Comparison of TEs between allotetraploid T. natans, diploid T. natans, and T. incisa

TEs are among the most variable parts of the genome and may be important drivers of rapid adaptation and species divergence (e.g. [26, 27]). To examine the differences in TE distribution between species, we constructed a pan-TE library of the water caltrop pangenome, including a total of 1616 TE families, and re-annotated the six (sub)genomes (Fig. 2a; Table S8, see online supplementary material). As a result, TE and non-TE repeats accounted for 55.05% to 56.44% of the (sub)genomes (average: 55.77%), whereby long terminal repeat retrotransposons (LTR-RTs) were predominant (average: 40.16%; Fig. 2b; Table S9, see online supplementary material). The two main classes of of LTR-RTs were Gypsy (RLG) and Copia (RLC) elements, making up 37.20% and 1.17% of the (sub)genomes, respectively. For each (sub)genome, the size of TE families varied from a single element to 30 665 elements, with the 10 largest families accounting for an average of 52.39% of all TEs (Fig. 2a; Table S8, see online supplementary material).

Figure 2.

Figure 2

The landscape and insertion times of transposable elements (TEs) of Trapa. (a) Mean size of the 39 largest TE families (>1 Mb) across the six (sub)genomes (diploid T. natans: TnA_NL and TnA_WL; diploid T. incisa: TiB_HR and TiB_YR; allotetraploid T. natans: TnAt snd TnBt). The x-axis indicates the names of the TE families (blue: retrotransposons; red: DNA transposons). The error bars denote the standard deviation among the six (sub)genomes of Trapa. (b) Length (%) of repetitive elements per (sub)genome, as inferred by panEDTA annotation. (c) Estimated insertion times (in million years ago, Mya) of full-length long terminal repeat (FL-LTR) retrotransposons (Copia, Gypsy, and others) for each (sub)genome. Density distributions represent the A- (TnA_NL, TnA_WL, and TnAt) and B- (TiB_HR, TiB_YR, and TnBt) lineages, respectively. The two dashed lines represent the inferred times of the allotetraploidization (left, c. 0.27 Mya) and the divergence between diploid T. incisa and T. natans (right, c. 1 Mya). (d) Size differences in major TE families between the A- and B-lineages. Positive values represent families that are larger in the A-lineage than in the B-lineage, while negative values represent those that are larger in the B-lineage than in the A-lineage. (e) Heatmap of the scaled sizes of the 50 most different TE families between A- and B-lineages. Column names in blue vs. red indicate retrotransposons vs. DNA transposons.
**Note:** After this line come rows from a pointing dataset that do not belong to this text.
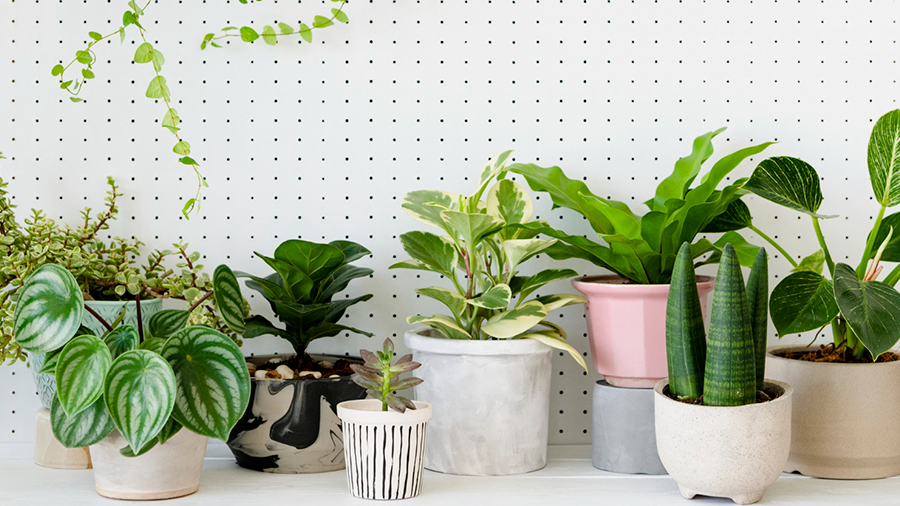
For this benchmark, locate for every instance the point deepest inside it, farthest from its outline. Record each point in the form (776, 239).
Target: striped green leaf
(80, 372)
(730, 373)
(49, 310)
(685, 334)
(870, 308)
(121, 339)
(213, 384)
(789, 182)
(229, 301)
(139, 393)
(83, 429)
(884, 159)
(167, 322)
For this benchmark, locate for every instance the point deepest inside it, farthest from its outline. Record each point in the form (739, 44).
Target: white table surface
(568, 479)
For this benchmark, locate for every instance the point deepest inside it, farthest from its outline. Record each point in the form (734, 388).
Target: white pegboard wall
(322, 140)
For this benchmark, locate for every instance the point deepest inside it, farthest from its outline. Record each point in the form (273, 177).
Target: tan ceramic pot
(734, 452)
(845, 417)
(165, 472)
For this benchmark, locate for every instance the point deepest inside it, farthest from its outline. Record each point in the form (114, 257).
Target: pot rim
(368, 411)
(422, 339)
(288, 355)
(771, 355)
(785, 397)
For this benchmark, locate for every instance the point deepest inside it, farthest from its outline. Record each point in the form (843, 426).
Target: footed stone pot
(491, 403)
(624, 432)
(831, 399)
(734, 452)
(291, 426)
(165, 472)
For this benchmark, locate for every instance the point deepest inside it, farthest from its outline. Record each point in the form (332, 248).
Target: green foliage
(381, 379)
(480, 252)
(860, 309)
(270, 36)
(307, 277)
(642, 248)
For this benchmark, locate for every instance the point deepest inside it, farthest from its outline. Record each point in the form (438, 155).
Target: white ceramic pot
(491, 403)
(165, 472)
(734, 452)
(384, 450)
(833, 400)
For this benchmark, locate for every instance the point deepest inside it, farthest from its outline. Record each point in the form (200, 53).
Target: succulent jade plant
(381, 379)
(861, 310)
(641, 248)
(307, 277)
(483, 246)
(729, 367)
(145, 386)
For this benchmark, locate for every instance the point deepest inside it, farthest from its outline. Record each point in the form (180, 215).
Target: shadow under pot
(292, 426)
(627, 327)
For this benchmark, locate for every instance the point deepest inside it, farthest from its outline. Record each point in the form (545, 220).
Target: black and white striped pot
(384, 450)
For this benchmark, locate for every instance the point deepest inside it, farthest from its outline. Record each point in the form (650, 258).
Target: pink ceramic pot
(627, 327)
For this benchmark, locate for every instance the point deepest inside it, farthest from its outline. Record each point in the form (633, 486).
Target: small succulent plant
(381, 379)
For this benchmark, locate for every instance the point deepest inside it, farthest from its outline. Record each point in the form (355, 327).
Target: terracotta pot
(165, 472)
(291, 426)
(491, 403)
(734, 452)
(627, 327)
(384, 450)
(845, 416)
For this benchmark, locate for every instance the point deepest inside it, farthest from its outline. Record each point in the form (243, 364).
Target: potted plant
(721, 428)
(290, 425)
(850, 382)
(625, 310)
(128, 394)
(496, 337)
(384, 437)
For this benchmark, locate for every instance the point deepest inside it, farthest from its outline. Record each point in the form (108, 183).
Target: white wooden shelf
(568, 478)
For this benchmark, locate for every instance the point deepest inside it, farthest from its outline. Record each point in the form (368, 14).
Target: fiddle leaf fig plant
(860, 309)
(483, 244)
(641, 248)
(381, 378)
(197, 378)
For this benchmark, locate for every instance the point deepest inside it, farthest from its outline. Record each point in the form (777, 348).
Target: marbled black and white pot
(384, 450)
(291, 426)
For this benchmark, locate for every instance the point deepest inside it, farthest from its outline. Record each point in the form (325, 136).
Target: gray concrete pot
(491, 403)
(734, 452)
(831, 399)
(624, 433)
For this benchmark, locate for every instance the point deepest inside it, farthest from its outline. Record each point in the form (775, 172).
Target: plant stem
(823, 245)
(773, 243)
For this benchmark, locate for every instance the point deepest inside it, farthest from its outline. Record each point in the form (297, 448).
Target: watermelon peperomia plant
(486, 242)
(642, 248)
(863, 312)
(146, 385)
(729, 367)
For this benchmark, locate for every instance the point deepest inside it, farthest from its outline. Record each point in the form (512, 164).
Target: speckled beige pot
(734, 452)
(831, 400)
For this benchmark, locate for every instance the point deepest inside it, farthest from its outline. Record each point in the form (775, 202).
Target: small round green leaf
(49, 310)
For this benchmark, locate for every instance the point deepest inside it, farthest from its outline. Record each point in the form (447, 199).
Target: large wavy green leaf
(789, 182)
(49, 310)
(229, 301)
(884, 159)
(139, 393)
(213, 387)
(871, 308)
(86, 428)
(801, 302)
(80, 372)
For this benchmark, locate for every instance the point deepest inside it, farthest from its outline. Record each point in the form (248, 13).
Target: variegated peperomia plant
(147, 386)
(483, 245)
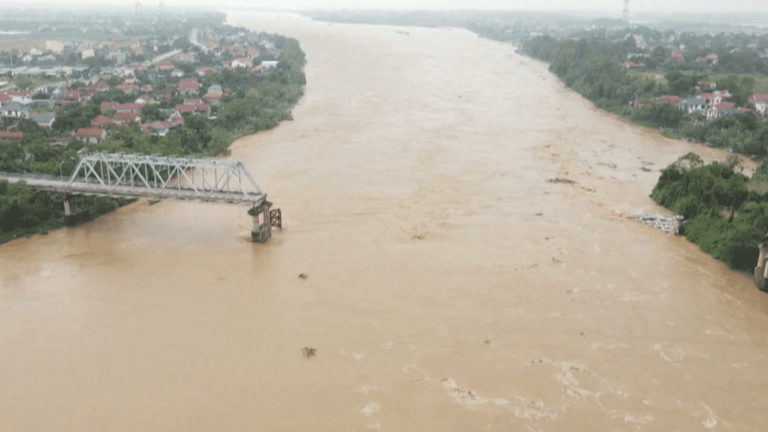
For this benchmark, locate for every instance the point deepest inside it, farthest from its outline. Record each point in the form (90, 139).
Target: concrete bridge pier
(262, 225)
(761, 271)
(80, 216)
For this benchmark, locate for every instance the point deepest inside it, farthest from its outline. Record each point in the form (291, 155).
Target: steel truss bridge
(130, 175)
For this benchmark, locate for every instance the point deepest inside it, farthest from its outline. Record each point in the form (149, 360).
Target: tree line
(256, 102)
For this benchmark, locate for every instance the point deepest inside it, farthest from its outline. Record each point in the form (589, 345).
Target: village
(154, 83)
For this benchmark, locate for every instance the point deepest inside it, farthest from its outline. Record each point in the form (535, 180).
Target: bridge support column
(262, 227)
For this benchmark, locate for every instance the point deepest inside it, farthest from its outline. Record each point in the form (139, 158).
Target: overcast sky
(608, 6)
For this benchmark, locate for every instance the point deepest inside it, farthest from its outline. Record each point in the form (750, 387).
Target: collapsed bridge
(161, 177)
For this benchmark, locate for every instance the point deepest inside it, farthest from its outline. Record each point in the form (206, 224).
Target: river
(450, 286)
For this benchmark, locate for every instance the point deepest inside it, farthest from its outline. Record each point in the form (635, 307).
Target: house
(715, 97)
(128, 88)
(144, 100)
(11, 136)
(21, 97)
(672, 99)
(44, 120)
(165, 66)
(72, 96)
(242, 62)
(186, 58)
(117, 57)
(122, 118)
(188, 86)
(182, 109)
(676, 55)
(759, 100)
(100, 86)
(204, 70)
(693, 104)
(118, 107)
(709, 58)
(629, 64)
(91, 135)
(14, 109)
(54, 46)
(101, 121)
(212, 98)
(272, 64)
(157, 128)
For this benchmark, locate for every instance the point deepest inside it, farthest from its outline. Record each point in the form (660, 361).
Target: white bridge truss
(668, 225)
(116, 174)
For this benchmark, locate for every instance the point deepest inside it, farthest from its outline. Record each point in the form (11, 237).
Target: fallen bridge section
(129, 175)
(668, 225)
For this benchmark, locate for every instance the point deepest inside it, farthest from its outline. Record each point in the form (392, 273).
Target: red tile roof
(674, 100)
(758, 97)
(724, 105)
(125, 117)
(189, 84)
(101, 120)
(90, 133)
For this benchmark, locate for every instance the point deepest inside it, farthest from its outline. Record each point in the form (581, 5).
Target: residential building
(693, 104)
(44, 120)
(760, 101)
(54, 46)
(15, 110)
(188, 86)
(122, 118)
(242, 62)
(204, 70)
(11, 136)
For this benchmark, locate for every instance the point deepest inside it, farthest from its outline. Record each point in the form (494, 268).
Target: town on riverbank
(168, 84)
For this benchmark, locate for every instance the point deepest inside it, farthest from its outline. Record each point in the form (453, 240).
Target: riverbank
(450, 285)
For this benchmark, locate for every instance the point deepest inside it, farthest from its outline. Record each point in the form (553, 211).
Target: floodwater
(450, 286)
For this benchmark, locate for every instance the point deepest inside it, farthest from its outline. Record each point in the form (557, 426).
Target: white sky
(693, 6)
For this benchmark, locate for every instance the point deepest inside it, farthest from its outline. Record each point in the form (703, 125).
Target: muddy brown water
(450, 286)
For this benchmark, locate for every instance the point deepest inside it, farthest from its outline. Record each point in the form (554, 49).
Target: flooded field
(451, 285)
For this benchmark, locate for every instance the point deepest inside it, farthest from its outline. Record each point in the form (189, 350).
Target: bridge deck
(80, 188)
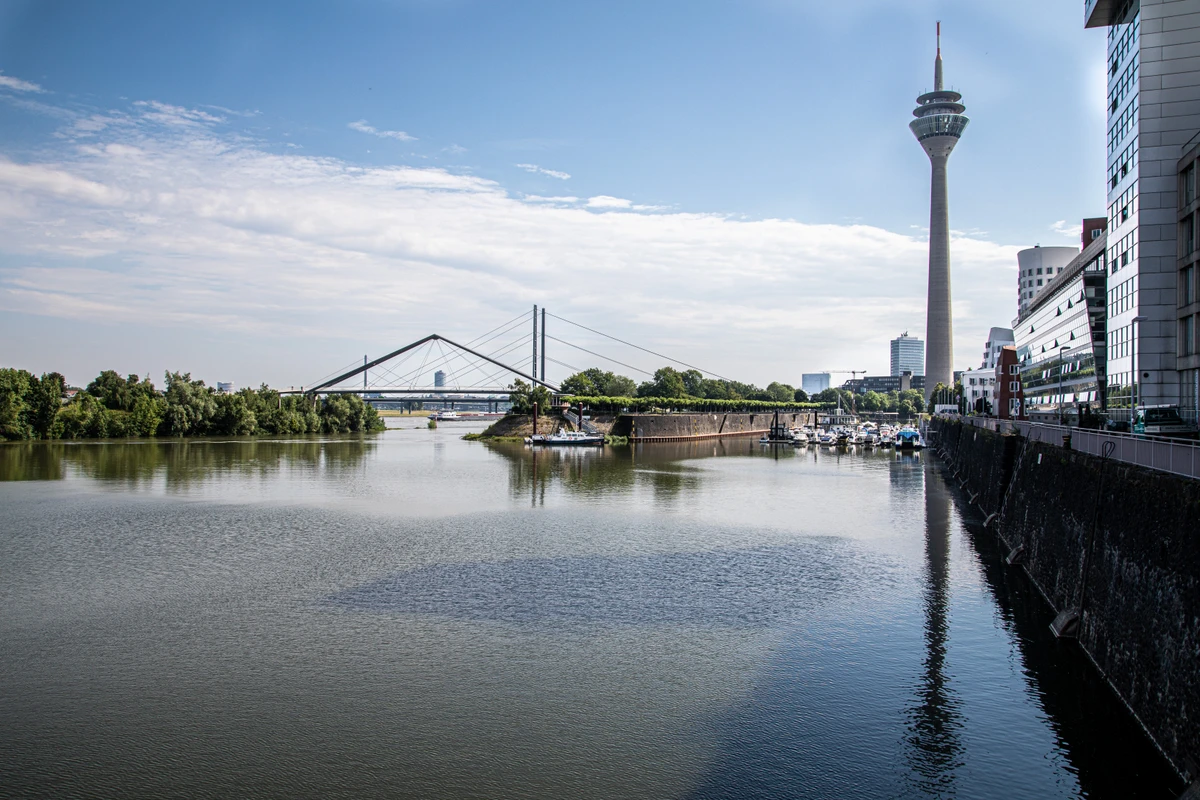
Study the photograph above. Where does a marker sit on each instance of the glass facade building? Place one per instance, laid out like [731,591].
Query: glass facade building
[907,355]
[1153,114]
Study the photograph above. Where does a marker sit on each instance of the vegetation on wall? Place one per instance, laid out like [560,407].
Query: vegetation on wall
[112,407]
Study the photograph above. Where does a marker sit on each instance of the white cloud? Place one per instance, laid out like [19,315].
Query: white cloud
[163,217]
[1073,230]
[538,198]
[363,127]
[17,84]
[543,170]
[605,202]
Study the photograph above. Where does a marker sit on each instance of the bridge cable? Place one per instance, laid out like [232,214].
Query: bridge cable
[628,366]
[636,347]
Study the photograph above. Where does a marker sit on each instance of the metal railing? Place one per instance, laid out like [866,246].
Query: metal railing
[1153,452]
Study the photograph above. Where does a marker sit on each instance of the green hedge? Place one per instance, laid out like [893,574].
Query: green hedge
[687,404]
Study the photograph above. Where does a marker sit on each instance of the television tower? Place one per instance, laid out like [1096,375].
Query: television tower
[939,125]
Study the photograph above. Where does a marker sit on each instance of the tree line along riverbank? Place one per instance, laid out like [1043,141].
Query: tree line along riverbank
[113,407]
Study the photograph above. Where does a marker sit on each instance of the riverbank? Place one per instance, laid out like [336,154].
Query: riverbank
[1113,548]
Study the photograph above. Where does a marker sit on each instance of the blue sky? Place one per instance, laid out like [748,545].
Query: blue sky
[322,180]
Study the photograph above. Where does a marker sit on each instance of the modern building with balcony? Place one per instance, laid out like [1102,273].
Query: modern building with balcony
[1187,290]
[1153,73]
[1061,341]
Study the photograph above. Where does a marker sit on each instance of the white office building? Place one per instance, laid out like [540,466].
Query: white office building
[814,383]
[997,340]
[907,355]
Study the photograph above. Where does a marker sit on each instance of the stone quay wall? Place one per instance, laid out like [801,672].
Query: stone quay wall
[1119,542]
[673,427]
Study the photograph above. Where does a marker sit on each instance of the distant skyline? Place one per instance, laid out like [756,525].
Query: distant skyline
[267,193]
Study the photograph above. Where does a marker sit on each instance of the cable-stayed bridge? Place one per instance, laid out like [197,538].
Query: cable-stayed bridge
[480,371]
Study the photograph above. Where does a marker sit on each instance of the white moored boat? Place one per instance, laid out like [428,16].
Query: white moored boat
[567,438]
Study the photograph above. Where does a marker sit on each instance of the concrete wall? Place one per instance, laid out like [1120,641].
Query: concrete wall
[694,426]
[1140,591]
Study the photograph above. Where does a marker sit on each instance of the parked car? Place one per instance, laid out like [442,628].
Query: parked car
[1162,421]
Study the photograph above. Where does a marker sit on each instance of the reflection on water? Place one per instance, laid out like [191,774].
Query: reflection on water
[757,588]
[417,615]
[935,720]
[179,462]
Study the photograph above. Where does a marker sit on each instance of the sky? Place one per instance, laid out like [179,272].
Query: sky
[265,192]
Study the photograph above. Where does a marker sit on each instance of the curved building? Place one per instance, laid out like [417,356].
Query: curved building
[1037,268]
[939,126]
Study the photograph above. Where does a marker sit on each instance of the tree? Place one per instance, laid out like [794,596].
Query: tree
[523,396]
[15,388]
[693,383]
[780,392]
[190,405]
[873,402]
[45,401]
[916,397]
[667,383]
[618,386]
[232,416]
[827,396]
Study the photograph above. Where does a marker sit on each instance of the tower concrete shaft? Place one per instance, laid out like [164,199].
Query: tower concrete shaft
[939,126]
[939,326]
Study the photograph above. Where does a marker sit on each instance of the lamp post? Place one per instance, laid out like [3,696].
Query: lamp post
[1135,386]
[1062,366]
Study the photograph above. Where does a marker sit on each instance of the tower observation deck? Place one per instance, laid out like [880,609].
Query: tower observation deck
[939,126]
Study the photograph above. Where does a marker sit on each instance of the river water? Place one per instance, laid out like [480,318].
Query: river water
[414,615]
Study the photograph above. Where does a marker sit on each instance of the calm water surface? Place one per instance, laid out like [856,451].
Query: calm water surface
[414,615]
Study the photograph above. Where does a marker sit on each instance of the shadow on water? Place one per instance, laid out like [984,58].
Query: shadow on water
[741,588]
[179,462]
[660,467]
[1111,755]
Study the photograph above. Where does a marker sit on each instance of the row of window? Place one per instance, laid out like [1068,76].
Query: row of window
[1125,251]
[1122,164]
[1120,342]
[1122,298]
[1121,88]
[1125,124]
[1122,208]
[1128,38]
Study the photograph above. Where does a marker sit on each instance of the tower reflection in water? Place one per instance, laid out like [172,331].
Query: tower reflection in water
[935,721]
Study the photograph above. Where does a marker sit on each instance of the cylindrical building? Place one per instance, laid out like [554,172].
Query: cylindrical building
[939,125]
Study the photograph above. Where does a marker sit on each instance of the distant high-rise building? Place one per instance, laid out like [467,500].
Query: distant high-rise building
[907,355]
[814,383]
[939,126]
[997,340]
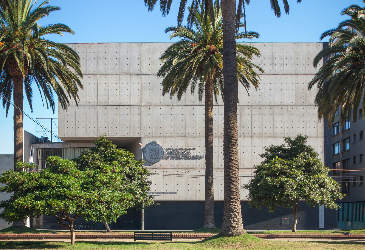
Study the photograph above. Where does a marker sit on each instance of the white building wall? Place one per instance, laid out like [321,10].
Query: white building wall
[122,98]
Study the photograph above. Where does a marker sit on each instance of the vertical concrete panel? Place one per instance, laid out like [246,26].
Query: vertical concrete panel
[114,89]
[61,123]
[125,120]
[103,58]
[157,121]
[267,58]
[168,118]
[135,55]
[103,120]
[146,121]
[289,58]
[125,58]
[191,121]
[114,58]
[135,122]
[257,149]
[244,113]
[245,152]
[125,90]
[81,121]
[80,49]
[114,122]
[300,93]
[92,121]
[200,121]
[290,129]
[279,120]
[146,90]
[91,58]
[90,90]
[301,121]
[180,125]
[312,121]
[136,85]
[103,90]
[267,121]
[70,118]
[256,121]
[278,60]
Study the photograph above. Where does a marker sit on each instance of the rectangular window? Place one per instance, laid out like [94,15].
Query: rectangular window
[336,128]
[346,186]
[336,148]
[345,164]
[337,112]
[346,144]
[335,167]
[346,126]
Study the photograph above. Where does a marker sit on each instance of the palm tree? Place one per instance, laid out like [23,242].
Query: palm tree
[27,57]
[340,80]
[196,61]
[232,218]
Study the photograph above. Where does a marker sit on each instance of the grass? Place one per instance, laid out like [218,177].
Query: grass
[238,242]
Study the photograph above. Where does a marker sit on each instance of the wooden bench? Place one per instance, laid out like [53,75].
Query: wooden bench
[153,236]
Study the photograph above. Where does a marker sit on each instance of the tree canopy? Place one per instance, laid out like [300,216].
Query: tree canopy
[340,80]
[290,173]
[100,185]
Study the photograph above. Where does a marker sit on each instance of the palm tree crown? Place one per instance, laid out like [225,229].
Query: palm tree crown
[196,60]
[24,52]
[341,78]
[198,56]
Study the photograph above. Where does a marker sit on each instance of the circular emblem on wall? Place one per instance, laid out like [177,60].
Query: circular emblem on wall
[152,152]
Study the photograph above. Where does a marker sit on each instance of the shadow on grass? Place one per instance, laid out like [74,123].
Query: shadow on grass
[84,244]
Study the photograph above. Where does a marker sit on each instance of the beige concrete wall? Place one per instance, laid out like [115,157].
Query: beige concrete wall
[122,98]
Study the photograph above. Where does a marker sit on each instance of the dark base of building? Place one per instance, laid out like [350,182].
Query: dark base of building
[189,215]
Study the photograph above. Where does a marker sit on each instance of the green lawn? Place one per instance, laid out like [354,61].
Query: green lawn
[240,242]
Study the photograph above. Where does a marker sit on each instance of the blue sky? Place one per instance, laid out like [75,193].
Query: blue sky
[130,21]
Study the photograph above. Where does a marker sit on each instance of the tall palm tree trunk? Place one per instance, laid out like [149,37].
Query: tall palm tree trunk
[209,190]
[232,218]
[18,119]
[18,128]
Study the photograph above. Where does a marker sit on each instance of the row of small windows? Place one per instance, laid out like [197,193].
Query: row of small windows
[345,143]
[336,127]
[346,163]
[346,183]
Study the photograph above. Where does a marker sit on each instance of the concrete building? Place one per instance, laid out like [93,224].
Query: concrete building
[122,100]
[348,150]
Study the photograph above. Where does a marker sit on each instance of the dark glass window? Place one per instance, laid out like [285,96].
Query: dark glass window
[336,148]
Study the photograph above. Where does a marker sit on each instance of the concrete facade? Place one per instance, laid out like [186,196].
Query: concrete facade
[122,99]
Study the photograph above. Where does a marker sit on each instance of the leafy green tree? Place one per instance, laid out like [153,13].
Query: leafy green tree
[290,173]
[95,186]
[340,79]
[232,217]
[197,61]
[26,57]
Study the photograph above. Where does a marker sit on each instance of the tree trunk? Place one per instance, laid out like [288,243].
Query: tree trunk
[232,218]
[106,225]
[18,129]
[18,119]
[209,189]
[295,220]
[72,230]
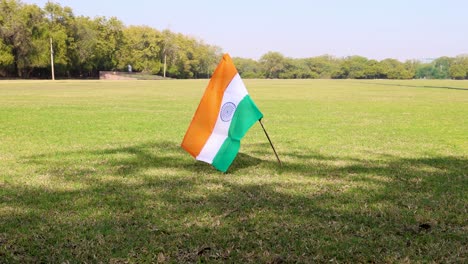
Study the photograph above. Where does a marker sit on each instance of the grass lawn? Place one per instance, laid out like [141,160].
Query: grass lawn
[374,171]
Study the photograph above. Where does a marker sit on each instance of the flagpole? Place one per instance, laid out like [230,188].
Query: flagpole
[271,144]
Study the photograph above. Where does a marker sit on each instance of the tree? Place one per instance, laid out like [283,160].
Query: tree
[141,49]
[22,28]
[273,63]
[248,68]
[459,68]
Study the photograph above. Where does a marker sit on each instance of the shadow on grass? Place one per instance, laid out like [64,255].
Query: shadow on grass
[150,202]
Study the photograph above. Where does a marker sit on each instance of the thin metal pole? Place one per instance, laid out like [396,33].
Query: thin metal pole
[271,144]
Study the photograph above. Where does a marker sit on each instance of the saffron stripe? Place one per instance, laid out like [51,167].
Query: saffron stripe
[205,117]
[234,93]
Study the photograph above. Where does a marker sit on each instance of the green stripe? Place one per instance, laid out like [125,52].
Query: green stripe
[245,116]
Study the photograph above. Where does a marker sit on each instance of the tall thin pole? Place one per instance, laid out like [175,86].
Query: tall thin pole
[52,59]
[165,65]
[271,144]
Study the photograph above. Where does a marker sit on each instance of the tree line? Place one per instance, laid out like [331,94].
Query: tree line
[275,65]
[83,46]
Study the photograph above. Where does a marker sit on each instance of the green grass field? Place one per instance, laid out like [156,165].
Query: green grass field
[374,171]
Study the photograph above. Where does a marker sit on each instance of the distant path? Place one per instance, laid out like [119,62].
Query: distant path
[418,86]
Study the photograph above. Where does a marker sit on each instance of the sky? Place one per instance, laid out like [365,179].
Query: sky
[376,29]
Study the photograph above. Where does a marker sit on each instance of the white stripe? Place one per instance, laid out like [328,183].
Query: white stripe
[234,93]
The vast majority of TE families (1564 out of 1616, 96.78%) were consistently observed across the six (sub)genomes, but their sizes varied widely. For the A (i.e., TnA_NL, TnA_WL and TnAt) and B (i.e., TiB_HR, TiB_YR and TnBt) lineages, 164 TE families differed by at least 10 kb in size, of which 127 families (77.44%, including 57 Gypsy families) were larger in A-lineage as compared to B-lineage (Fig. 2d and e; Table S8, see online supplementary material). Burst time analysis of intact LTR-RTs revealed that Copia families in both A- and B-lineages experienced a recent burst (or expansion) at c. 0.29 million years ago (Mya) (Fig. 2c), possibly coinciding with a recent allopolyploidization event (c. 0.27 Mya) [10]. However, the expansion of the Gypsy families occurred much earlier in the A-lineage (c. 3.04 Mya) than in the B-lineage (c. 0.48 Mya) (Fig. 2c).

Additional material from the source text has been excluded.